Programma piuttosto variegato: Ughi ha aperto con la Ciaccona in sol minore del violinista settecentesco Tommaso Antonio Vitali (peraltro si tratta della sua unica composizione giunta agli altari del successo mondiale anche se la paternità certa non possiamo garantirla), le cui variazioni sul tema hanno dimostrato che il violinista lombardo conosce ancora il sentiero che conduce all’uscita del labirinto sonoro, affrontato con la giusta perspicacia e la caparbietà di sempre, sulle quali poggia tuttora la sua fama indiscussa; ma la prima parte comprendeva anche una sonata beethoveniana: la Sonata n.7 in do minore, op. 30 n.2 è stata sostituita con l’armoniosa Sonata per violino e pianoforte n. 5 in fa maggiore, op. 24 conosciuta come La primavera.

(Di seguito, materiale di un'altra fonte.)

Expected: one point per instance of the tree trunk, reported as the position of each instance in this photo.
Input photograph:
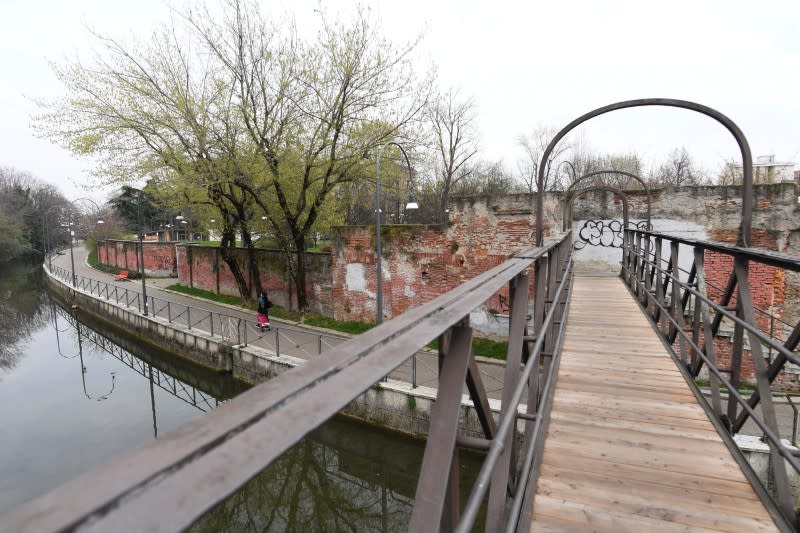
(300, 273)
(228, 237)
(255, 273)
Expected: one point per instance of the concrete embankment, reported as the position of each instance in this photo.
(392, 404)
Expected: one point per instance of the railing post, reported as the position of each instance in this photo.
(677, 311)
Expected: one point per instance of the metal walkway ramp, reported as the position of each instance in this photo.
(628, 447)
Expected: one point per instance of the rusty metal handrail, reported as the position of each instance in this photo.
(168, 484)
(694, 335)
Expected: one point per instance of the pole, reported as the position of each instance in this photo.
(141, 252)
(71, 255)
(378, 272)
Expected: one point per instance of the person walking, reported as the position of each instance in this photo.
(263, 311)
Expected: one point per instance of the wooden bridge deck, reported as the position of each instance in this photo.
(628, 447)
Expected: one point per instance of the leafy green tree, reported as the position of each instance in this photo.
(245, 116)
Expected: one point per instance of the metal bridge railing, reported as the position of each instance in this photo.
(678, 302)
(170, 483)
(280, 340)
(184, 391)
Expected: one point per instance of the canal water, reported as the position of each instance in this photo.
(74, 395)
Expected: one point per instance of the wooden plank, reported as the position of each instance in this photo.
(687, 482)
(628, 448)
(575, 480)
(648, 506)
(591, 518)
(587, 420)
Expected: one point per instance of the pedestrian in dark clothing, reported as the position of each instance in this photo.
(263, 311)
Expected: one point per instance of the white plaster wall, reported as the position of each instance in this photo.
(607, 259)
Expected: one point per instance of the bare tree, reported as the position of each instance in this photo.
(534, 145)
(455, 138)
(679, 169)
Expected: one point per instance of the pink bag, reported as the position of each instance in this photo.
(263, 322)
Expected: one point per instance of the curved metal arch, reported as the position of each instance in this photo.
(741, 140)
(567, 216)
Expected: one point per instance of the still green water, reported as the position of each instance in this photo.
(74, 395)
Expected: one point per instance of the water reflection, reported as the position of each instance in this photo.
(342, 477)
(21, 309)
(72, 398)
(188, 392)
(55, 312)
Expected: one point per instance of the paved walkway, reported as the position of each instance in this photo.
(286, 338)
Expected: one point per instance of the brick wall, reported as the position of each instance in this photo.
(768, 288)
(159, 257)
(203, 267)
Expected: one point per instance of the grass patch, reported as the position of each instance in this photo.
(482, 347)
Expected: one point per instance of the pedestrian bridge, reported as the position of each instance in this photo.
(615, 434)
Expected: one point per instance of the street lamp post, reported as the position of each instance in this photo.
(411, 205)
(141, 250)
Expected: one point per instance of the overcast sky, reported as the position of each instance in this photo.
(525, 64)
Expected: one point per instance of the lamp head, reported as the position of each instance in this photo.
(412, 202)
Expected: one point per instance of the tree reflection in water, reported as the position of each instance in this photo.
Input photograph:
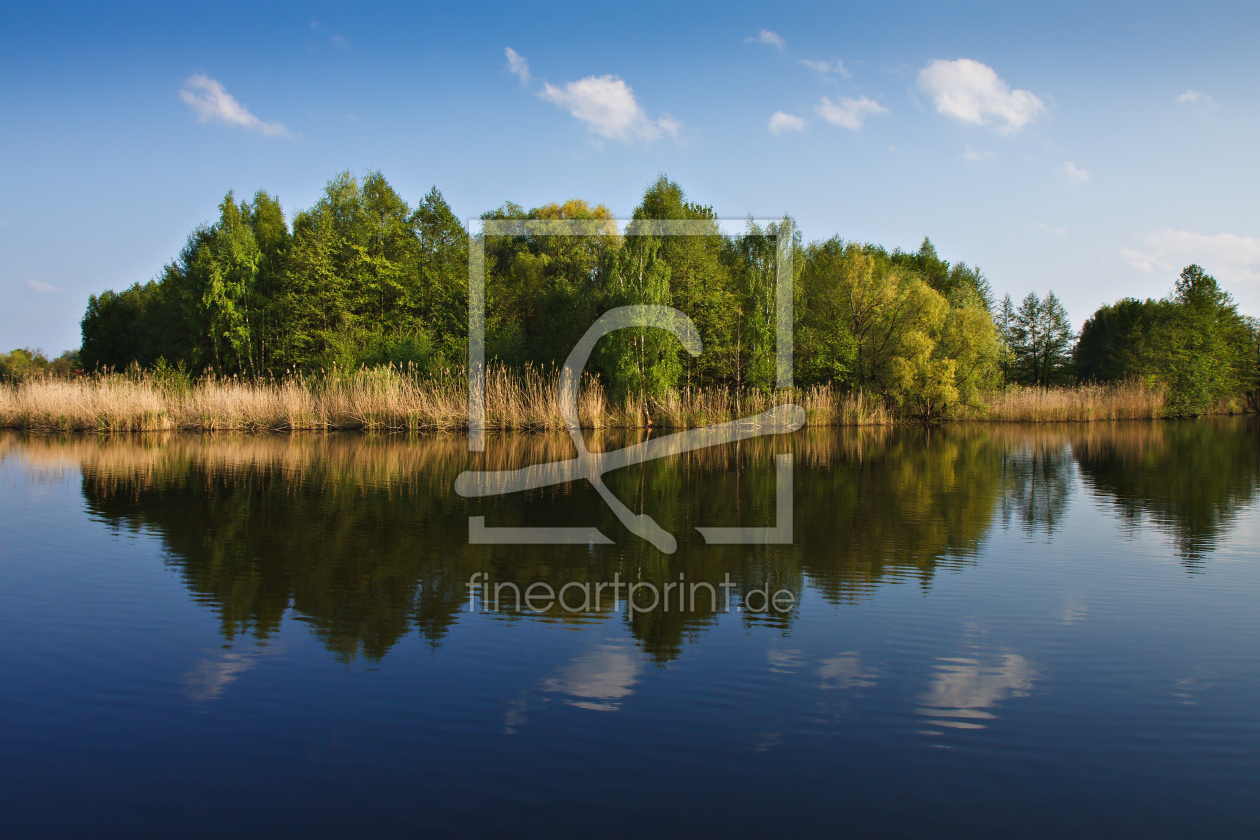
(363, 538)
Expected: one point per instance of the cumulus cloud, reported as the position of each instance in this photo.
(609, 107)
(849, 112)
(1231, 258)
(212, 103)
(766, 37)
(781, 122)
(1197, 102)
(973, 92)
(1075, 174)
(828, 68)
(517, 64)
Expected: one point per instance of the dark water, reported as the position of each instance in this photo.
(992, 631)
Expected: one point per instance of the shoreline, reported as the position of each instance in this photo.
(515, 401)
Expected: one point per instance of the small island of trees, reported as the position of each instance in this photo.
(364, 285)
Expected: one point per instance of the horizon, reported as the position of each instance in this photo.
(1036, 145)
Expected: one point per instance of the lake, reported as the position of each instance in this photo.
(975, 631)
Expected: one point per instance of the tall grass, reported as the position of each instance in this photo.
(383, 399)
(515, 399)
(1109, 402)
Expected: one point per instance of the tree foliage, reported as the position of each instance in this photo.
(1193, 341)
(364, 278)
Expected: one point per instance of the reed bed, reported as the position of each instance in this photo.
(386, 399)
(1080, 403)
(391, 399)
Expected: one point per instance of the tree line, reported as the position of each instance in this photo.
(363, 278)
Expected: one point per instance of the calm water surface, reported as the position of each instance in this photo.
(993, 631)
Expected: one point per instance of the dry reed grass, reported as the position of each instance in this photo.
(1081, 403)
(526, 399)
(386, 399)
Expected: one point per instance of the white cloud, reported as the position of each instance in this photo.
(849, 112)
(1075, 174)
(828, 68)
(781, 122)
(609, 107)
(1046, 228)
(212, 103)
(517, 64)
(1197, 102)
(1231, 258)
(766, 37)
(973, 92)
(964, 690)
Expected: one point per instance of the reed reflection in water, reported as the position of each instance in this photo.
(364, 539)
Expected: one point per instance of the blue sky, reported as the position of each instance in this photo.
(1089, 149)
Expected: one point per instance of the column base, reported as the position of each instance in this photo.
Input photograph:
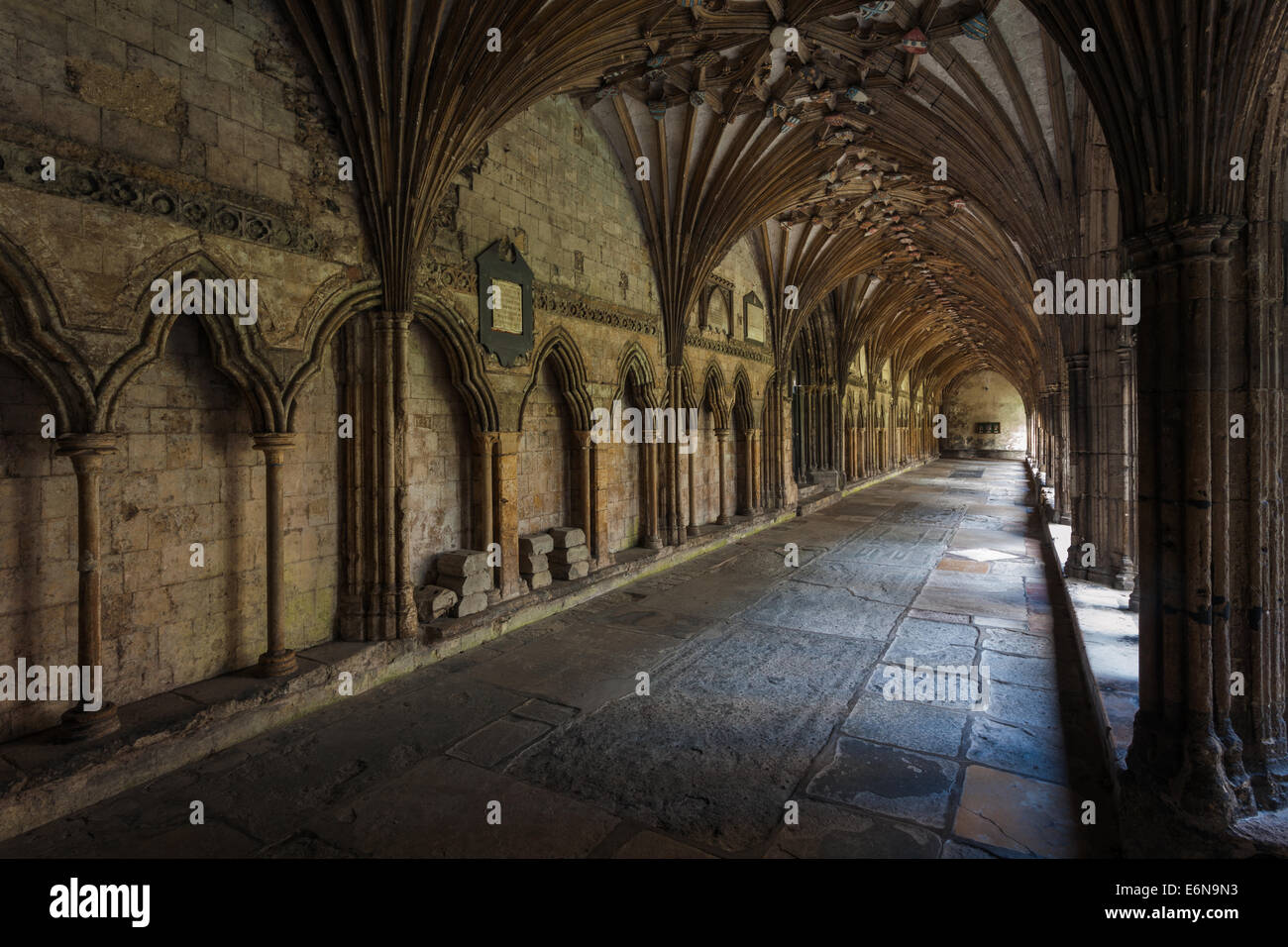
(277, 664)
(90, 724)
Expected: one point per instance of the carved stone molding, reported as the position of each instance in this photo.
(204, 213)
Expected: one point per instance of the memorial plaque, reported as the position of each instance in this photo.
(507, 307)
(505, 302)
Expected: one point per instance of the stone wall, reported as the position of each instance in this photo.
(545, 459)
(983, 397)
(438, 457)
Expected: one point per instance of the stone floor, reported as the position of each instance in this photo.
(765, 731)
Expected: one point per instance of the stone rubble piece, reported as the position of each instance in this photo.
(567, 557)
(472, 604)
(468, 585)
(567, 536)
(536, 544)
(434, 602)
(462, 562)
(574, 570)
(531, 564)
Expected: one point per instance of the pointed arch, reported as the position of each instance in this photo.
(635, 375)
(29, 334)
(571, 369)
(340, 303)
(715, 392)
(237, 351)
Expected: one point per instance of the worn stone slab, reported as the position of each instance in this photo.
(1014, 812)
(1037, 751)
(566, 557)
(926, 650)
(1029, 672)
(823, 609)
(730, 727)
(892, 583)
(497, 741)
(831, 831)
(887, 780)
(653, 845)
(536, 544)
(567, 536)
(545, 711)
(1024, 705)
(907, 723)
(1012, 642)
(472, 604)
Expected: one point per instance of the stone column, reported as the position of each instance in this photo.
(277, 660)
(395, 592)
(651, 487)
(599, 545)
(585, 487)
(694, 496)
(86, 453)
(484, 449)
(722, 440)
(1193, 565)
(1080, 470)
(506, 489)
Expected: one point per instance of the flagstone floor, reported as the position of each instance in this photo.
(765, 731)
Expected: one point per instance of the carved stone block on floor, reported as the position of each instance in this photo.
(434, 602)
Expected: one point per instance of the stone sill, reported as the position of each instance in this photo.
(43, 780)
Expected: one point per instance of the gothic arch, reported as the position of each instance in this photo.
(237, 351)
(742, 407)
(30, 338)
(713, 389)
(570, 368)
(635, 375)
(464, 359)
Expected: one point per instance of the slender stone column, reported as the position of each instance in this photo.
(651, 495)
(694, 496)
(1184, 742)
(278, 660)
(484, 450)
(86, 453)
(722, 440)
(506, 489)
(585, 488)
(599, 545)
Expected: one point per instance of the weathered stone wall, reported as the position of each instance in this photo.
(545, 459)
(983, 397)
(38, 547)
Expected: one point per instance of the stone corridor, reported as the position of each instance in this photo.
(765, 686)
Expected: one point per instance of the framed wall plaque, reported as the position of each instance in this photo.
(505, 302)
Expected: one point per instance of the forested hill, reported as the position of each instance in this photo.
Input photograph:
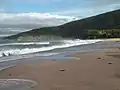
(80, 28)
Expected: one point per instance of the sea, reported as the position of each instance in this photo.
(12, 51)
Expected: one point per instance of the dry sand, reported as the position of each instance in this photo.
(97, 70)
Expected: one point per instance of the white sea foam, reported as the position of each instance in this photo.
(27, 43)
(65, 44)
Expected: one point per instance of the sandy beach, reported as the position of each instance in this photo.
(95, 70)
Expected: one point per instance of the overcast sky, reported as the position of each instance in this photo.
(81, 8)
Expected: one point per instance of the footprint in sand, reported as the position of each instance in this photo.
(16, 84)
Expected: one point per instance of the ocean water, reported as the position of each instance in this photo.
(13, 49)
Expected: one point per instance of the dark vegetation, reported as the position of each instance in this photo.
(106, 25)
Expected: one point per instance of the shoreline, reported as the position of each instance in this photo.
(92, 70)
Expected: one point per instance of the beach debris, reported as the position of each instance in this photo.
(110, 63)
(62, 70)
(53, 60)
(99, 58)
(3, 54)
(10, 74)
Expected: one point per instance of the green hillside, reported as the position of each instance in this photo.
(105, 25)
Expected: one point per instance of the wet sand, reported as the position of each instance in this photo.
(96, 70)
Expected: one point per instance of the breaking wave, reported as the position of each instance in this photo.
(50, 46)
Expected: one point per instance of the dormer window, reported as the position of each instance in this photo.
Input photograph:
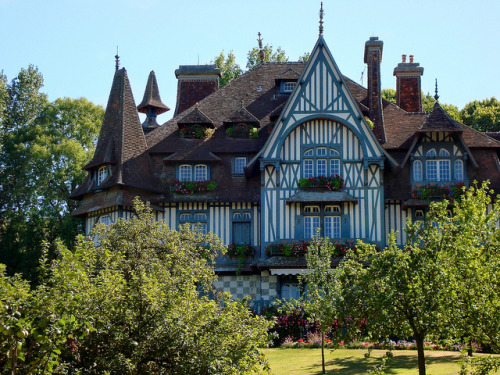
(288, 87)
(102, 173)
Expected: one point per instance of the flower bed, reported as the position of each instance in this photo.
(240, 250)
(332, 183)
(190, 187)
(299, 248)
(434, 191)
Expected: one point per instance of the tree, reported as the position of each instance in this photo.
(442, 283)
(229, 69)
(270, 55)
(482, 115)
(44, 146)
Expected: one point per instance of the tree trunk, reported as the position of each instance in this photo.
(421, 355)
(323, 352)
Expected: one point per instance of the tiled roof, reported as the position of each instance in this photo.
(242, 116)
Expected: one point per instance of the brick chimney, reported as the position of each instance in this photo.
(373, 58)
(195, 82)
(408, 90)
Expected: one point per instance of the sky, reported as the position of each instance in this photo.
(73, 42)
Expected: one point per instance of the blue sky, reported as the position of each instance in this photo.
(73, 42)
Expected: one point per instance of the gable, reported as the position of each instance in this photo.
(321, 93)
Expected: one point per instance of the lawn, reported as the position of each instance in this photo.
(352, 361)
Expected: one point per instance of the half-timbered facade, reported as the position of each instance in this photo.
(284, 151)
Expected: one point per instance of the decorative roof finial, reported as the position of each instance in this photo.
(436, 96)
(321, 14)
(261, 50)
(117, 59)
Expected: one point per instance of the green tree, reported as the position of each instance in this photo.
(323, 303)
(229, 69)
(44, 146)
(270, 55)
(482, 115)
(389, 95)
(428, 102)
(136, 304)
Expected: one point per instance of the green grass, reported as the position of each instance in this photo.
(352, 361)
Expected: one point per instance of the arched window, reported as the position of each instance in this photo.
(417, 171)
(459, 170)
(438, 169)
(102, 173)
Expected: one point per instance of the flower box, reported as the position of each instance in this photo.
(190, 187)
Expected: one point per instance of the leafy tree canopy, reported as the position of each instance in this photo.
(136, 304)
(443, 283)
(270, 55)
(44, 146)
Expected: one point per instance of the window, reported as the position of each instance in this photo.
(288, 86)
(321, 161)
(459, 170)
(241, 228)
(239, 165)
(200, 172)
(327, 219)
(102, 173)
(417, 171)
(197, 220)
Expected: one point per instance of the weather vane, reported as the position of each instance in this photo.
(321, 14)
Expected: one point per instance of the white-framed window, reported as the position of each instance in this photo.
(459, 170)
(321, 161)
(185, 173)
(417, 171)
(102, 173)
(200, 172)
(240, 162)
(197, 221)
(288, 86)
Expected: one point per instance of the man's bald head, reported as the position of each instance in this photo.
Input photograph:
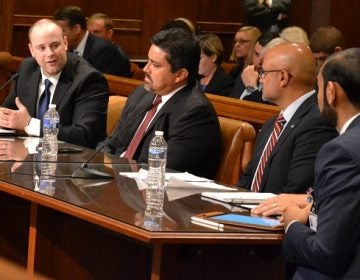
(288, 72)
(48, 46)
(297, 59)
(43, 25)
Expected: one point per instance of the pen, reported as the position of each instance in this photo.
(207, 223)
(208, 226)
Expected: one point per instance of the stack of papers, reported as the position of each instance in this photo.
(178, 184)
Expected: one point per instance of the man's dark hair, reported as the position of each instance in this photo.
(343, 68)
(182, 50)
(175, 23)
(267, 37)
(325, 39)
(72, 15)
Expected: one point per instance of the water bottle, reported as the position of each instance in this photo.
(156, 176)
(50, 131)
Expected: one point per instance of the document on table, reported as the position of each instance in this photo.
(179, 184)
(7, 132)
(243, 199)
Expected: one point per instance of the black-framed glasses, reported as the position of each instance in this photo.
(263, 73)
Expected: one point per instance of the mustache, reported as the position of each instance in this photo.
(148, 77)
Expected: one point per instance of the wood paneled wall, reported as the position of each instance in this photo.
(136, 21)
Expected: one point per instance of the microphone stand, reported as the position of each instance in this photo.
(86, 172)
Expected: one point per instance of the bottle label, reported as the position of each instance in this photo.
(51, 123)
(157, 153)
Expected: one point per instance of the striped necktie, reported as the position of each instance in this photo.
(279, 124)
(142, 128)
(44, 101)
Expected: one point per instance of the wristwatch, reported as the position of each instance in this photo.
(251, 89)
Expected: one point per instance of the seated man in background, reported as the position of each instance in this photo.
(248, 87)
(79, 91)
(286, 147)
(100, 53)
(188, 120)
(213, 78)
(325, 41)
(329, 248)
(101, 26)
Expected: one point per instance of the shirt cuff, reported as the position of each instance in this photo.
(33, 128)
(287, 228)
(31, 144)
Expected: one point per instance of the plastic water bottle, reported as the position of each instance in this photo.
(50, 131)
(156, 176)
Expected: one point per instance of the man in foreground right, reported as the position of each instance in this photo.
(330, 247)
(286, 147)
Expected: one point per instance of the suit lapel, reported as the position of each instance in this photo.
(30, 99)
(294, 121)
(65, 81)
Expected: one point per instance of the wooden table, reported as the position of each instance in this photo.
(93, 229)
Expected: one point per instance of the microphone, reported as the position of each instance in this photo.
(86, 172)
(13, 77)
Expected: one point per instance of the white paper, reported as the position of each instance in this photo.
(178, 185)
(185, 176)
(239, 197)
(7, 131)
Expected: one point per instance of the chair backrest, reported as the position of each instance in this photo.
(238, 139)
(115, 106)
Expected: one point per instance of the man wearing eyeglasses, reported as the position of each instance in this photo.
(286, 147)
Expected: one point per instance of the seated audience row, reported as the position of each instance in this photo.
(169, 98)
(101, 54)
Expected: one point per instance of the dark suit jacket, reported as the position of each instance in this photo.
(290, 167)
(81, 98)
(220, 83)
(334, 249)
(191, 129)
(106, 57)
(239, 88)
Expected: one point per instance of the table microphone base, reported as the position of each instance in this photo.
(90, 173)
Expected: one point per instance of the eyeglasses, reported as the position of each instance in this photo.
(263, 73)
(241, 42)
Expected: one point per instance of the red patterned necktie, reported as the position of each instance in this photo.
(279, 124)
(44, 100)
(142, 128)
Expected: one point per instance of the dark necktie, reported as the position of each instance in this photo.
(279, 124)
(142, 128)
(44, 101)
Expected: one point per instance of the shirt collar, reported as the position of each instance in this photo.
(347, 124)
(81, 47)
(291, 109)
(53, 79)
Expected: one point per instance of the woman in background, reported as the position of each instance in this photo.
(213, 79)
(244, 43)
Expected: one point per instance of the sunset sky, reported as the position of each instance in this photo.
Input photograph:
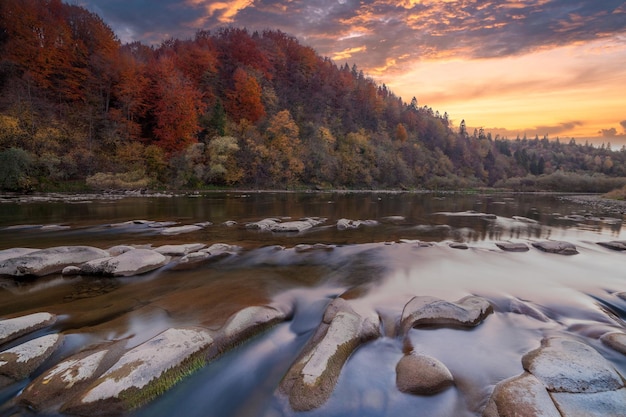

Scelta azzeccatissima: Ughi ha padroneggiato con estrema disinvoltura la partitura beethoveniana che nasconde tra le sue pagine felicissime intuizioni con le quali il genio di Bonn si scosta dallo stampo ancora mozartiano delle opere precedenti, celando dietro il clima apparentemente sereno e idilliaco della sonata le tante ombre del suo animo travagliato.

La seconda parte, invece, s’è aperta con quattro piccoli gioielli, a metà tra il dolcissimo e l’appassionato, del boemo Anton Dvorak, i Quattro pezzi romantici per violino e pianoforte, op. 75, miniature ben congegnate dal punto di vista emotivo con un lirismo a volte un po’ facilone ma sempre di forte impatto. Ughi, poi, ha voluto inserire un pezzo fuori programma, l’Introduzione e rondò capriccioso op.28 di Camille Saint-Saëns, un classico della letteratura violinistica e un continuo banco di prova per ogni violinista degno d’essere menzionato. È nel pezzo di Saint-Saens, forse, che Ughi ha dato il meglio di sé: col suo Guarneri del 1744 Ughi ha scalato tutte le vette che il compositore francese ha messo davanti ai violinisti, riempendo la partitura di ogni possibile ostacolo, superato sempre con estrema agilità da questo venerabile maestro del violino. 

La Tzigane di Ravel, col suo infuocato patrimonio folkloristico e una scrittura zeppa di virtuosismi ottimi per incantare anche gli animi più suscettibili e distruggere senza alcuna pietà i crini dell’archetto, ha segnato il naturale approdo della serata incoronando Ughi signore indiscusso del suo eccellente strumento. A gran richiesta, il duo Ughi/Specchi ha concesso un bis. Qualcuno ha urlato “Saint-Saens”, ma la platea, ingolosita da tanto furore, ha richiesto Paganini a viva voce: La campanella, che tanto peso ha avuto nella storia della musica (persino papà Strauss impiantò un valzer sul rondò paganiniano ascoltato nel 1828 alla Redoutensaal di Vienna dalle mani del suo autore), è stata servita adoperando tutto il bagaglio di arditezze ancora in possesso dall’artista, il quale, al termine del concerto, è stato letteralmente travolto dagli applausi provenienti da ogni ordine di palco e dall’intera platea. Il giusto riconoscimento per un artista che ha servito l’Arte, a cui il pubblico non ha mai fatto mancare la sua approvazione lungo l’intero evento, che non dimenticheremo con molta facilità.